Is not this a startling hypothesis? Yet on it the whole argument about the Divinity of Christ depends. Mr. Frazer overestimates human ambition. We wonder that Moray, Lennox, and Morton pined to be Regents of Scotland. Yet at least they had a faint chance of escaping death within the year. But the kings of Babylon had no chance: they were sacrificed annually. Mr. Frazer asks us to suppose that any men of royal race, anywhere, men free and noble, not captives, not condemned criminals, would accept a crown, followed, in 365 days, by a death of fire! A child knows that no men have ever acted in this way. Even if they were so incredibly unlike all other human beings as to choose a year's royalty, followed by burning to death, how was the succession regulated? Even the primitive Arunta, naked savages in Central Australia, have a kind of magistrate, merely a convener, called the Alatunja, 'the head man of a local totemic group.' He is an hereditary official, inheriting in the male line.[50] Does any one believe that a poor black man would accept the Alatunjaship if he knew he was to be roasted, and so die, at the end of a year?
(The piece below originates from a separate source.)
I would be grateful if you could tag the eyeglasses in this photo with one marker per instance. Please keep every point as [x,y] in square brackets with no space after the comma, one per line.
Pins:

Now the Babylonians (or rather the Persians) were infinitely more civilised than the Arunta. Their kings were hereditary kings. How, then, would Mr. Frazer's system work? The king is sacrificed; his eldest son succeeds; is sacrificed next year; they soon work through the royal family. Thus, in Scotland, Darnley is sacrificed (1567). Next year you sacrifice the baby, James VI. Next year you begin on the Hamiltons. Chatelherault lasts a year: then Arran, then Lord John, then Lord Claude. Beginning in 1567 you work out that result in 1572. Then you start on the Lennox Stewarts. You have Lennox offered up in 1573, his son Charles in 1574, and by the end of the century you have exhausted the female and illegitimate branches of the royal family. You can only sacrifice males, and these must be adults, for each sacrificed man, by Mr. Frazer's theory, has to consort before his death with a lady, probably 'a sacred harlot.'[51]
Mr. Frazer perhaps will say 'these Babylonian kings were polygamous, and had large families of sons.' But think of the situation! When the king comes to providing a son as a substitute, to reign for a few days and be sacrificed in his stead, he may be a young king, just married. Even if he could count on a male baby, or a score of them, annually, they would be of no use: they could not consort with the sacred harlot, which is indispensable.[52] So, after the young king is sacrificed, we are in a quandary. We must overlook primogeniture, and begin sacrificing the king's brothers; they will not last long; we fall back on the cousins. Soon we need a new dynasty. Now no government could be carried on in the circumstances imagined by Mr. Frazer. The country would not stand it. No individual king would ever accept the crown. Human beings never had such a preposterous institution. But, if they had not, Mr. Frazer's whole theory of the Crucifixion is baseless, for it all hangs on the yearly sacrifice of the divine king in Babylon. Where there is no historical evidence of annual regicide, we must appeal to our general knowledge of human nature. The reply is that the thing is impossible. Moreover, that sacrifice is wholly without evidence.